By Joan Martinez-Alier.

Thanks to Mario A. Perez’s work on the EJOLT inventory of environmental conflicts supported by his research students at CINARA and the Universidad del Valle in Cali, Colombia, supported also by environmental activists in CENSAT – Agua Viva and othaer groups, the EJOLT map has been top news in the country. The weekly Semana published a full report on March 29, 2014. The conservative newspaper El Tiempo interviewed Mario A.Perez, wondering why Colombia should appear in the EJOLT map (www.ejatlas.org) in a top position, as the second country in the world by number of conflicts after India. Such rankings of countries are based on a misinterpretation. We have launched the Map with nearly one thousand cases, but we have advanced more rapidly with some countries and topics than with other countries and topics. In Latin America, Mexico and Brazil (particularly northern Brazil) will probably have in the EJOLT map (when we reach about 2000 cases by March 2015) more environmental conflict cases than Colombia.
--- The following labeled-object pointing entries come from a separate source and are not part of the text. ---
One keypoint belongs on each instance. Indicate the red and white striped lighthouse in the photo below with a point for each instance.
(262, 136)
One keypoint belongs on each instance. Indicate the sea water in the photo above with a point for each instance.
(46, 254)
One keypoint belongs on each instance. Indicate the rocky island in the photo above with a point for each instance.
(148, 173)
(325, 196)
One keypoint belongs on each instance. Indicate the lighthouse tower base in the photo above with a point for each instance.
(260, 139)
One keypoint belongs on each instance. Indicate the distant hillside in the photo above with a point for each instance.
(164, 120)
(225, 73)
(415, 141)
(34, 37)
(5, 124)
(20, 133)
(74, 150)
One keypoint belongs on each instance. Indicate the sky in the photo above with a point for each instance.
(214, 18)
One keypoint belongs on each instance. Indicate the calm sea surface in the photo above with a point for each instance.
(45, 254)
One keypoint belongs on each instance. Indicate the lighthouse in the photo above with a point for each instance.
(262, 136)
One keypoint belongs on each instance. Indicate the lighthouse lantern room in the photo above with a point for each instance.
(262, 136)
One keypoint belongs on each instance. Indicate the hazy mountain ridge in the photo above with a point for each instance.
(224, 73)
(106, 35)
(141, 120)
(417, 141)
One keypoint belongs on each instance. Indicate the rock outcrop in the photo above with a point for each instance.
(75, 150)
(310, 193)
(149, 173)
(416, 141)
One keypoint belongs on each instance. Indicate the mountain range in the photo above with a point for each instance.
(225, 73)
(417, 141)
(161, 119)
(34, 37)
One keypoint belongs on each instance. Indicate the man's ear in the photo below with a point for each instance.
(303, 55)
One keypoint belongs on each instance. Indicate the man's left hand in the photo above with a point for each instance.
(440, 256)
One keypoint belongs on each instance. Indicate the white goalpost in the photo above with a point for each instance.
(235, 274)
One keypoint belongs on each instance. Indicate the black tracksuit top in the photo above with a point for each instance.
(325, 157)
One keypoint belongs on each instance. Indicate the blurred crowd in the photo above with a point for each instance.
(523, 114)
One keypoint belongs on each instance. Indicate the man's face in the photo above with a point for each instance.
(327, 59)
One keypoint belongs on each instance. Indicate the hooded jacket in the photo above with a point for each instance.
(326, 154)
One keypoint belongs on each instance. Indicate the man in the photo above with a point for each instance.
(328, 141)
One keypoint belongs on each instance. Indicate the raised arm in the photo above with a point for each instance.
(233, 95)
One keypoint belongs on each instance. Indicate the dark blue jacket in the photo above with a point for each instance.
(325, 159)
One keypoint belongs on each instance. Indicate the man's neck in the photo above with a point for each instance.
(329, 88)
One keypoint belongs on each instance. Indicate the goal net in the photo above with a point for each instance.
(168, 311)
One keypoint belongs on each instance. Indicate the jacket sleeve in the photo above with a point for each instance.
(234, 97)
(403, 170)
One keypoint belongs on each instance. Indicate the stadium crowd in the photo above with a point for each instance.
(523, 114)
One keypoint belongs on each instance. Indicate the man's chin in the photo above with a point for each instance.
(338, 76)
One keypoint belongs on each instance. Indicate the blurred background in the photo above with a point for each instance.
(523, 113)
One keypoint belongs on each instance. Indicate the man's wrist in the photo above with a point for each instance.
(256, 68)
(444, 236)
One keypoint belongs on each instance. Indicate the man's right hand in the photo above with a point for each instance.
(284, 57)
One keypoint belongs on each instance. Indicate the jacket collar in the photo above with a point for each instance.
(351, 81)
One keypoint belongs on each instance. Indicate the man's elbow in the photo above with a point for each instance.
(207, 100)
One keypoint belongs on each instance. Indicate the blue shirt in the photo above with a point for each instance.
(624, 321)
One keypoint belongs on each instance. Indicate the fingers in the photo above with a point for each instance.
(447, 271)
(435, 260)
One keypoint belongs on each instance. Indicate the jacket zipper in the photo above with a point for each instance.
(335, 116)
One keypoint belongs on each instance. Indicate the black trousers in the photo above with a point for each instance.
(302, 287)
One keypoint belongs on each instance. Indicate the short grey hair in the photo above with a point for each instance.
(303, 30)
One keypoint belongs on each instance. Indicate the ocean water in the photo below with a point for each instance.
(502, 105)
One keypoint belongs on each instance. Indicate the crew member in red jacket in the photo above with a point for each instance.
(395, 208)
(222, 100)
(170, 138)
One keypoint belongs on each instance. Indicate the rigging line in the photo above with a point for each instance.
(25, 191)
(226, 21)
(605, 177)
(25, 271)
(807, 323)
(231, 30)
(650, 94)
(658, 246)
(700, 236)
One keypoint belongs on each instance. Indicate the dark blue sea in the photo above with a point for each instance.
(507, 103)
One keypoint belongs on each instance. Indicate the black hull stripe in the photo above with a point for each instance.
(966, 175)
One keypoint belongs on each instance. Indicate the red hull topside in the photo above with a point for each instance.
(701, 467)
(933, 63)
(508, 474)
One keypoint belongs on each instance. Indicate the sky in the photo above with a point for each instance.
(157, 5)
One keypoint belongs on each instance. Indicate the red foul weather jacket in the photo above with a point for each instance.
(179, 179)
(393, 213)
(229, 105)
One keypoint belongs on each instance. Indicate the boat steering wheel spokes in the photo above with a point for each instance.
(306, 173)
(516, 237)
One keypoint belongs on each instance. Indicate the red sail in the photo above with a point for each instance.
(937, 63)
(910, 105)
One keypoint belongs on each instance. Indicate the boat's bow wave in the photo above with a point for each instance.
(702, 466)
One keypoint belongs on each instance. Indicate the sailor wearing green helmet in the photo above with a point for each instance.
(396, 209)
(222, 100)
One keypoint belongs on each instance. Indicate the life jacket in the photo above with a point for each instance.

However, it is true that Colombia suffers many environmental injustices and in reaction there are many environmental conflicts. They are largely caused  by the efforts to increase mining for exports, and there are also many biomass extraction conflicts on oil palm plantations, for instance.

The Colombian inventory of over 85 cases is analyzed by Mario A. Perez (in what we call a new statistical political ecology) in an academic article soon to be published. He classifies the conflicts by region and commodity, gives numbers of activists killed, of projects stopped, names the corporations involves, explains the type of actions carried out by environmental justice organizations or other groups.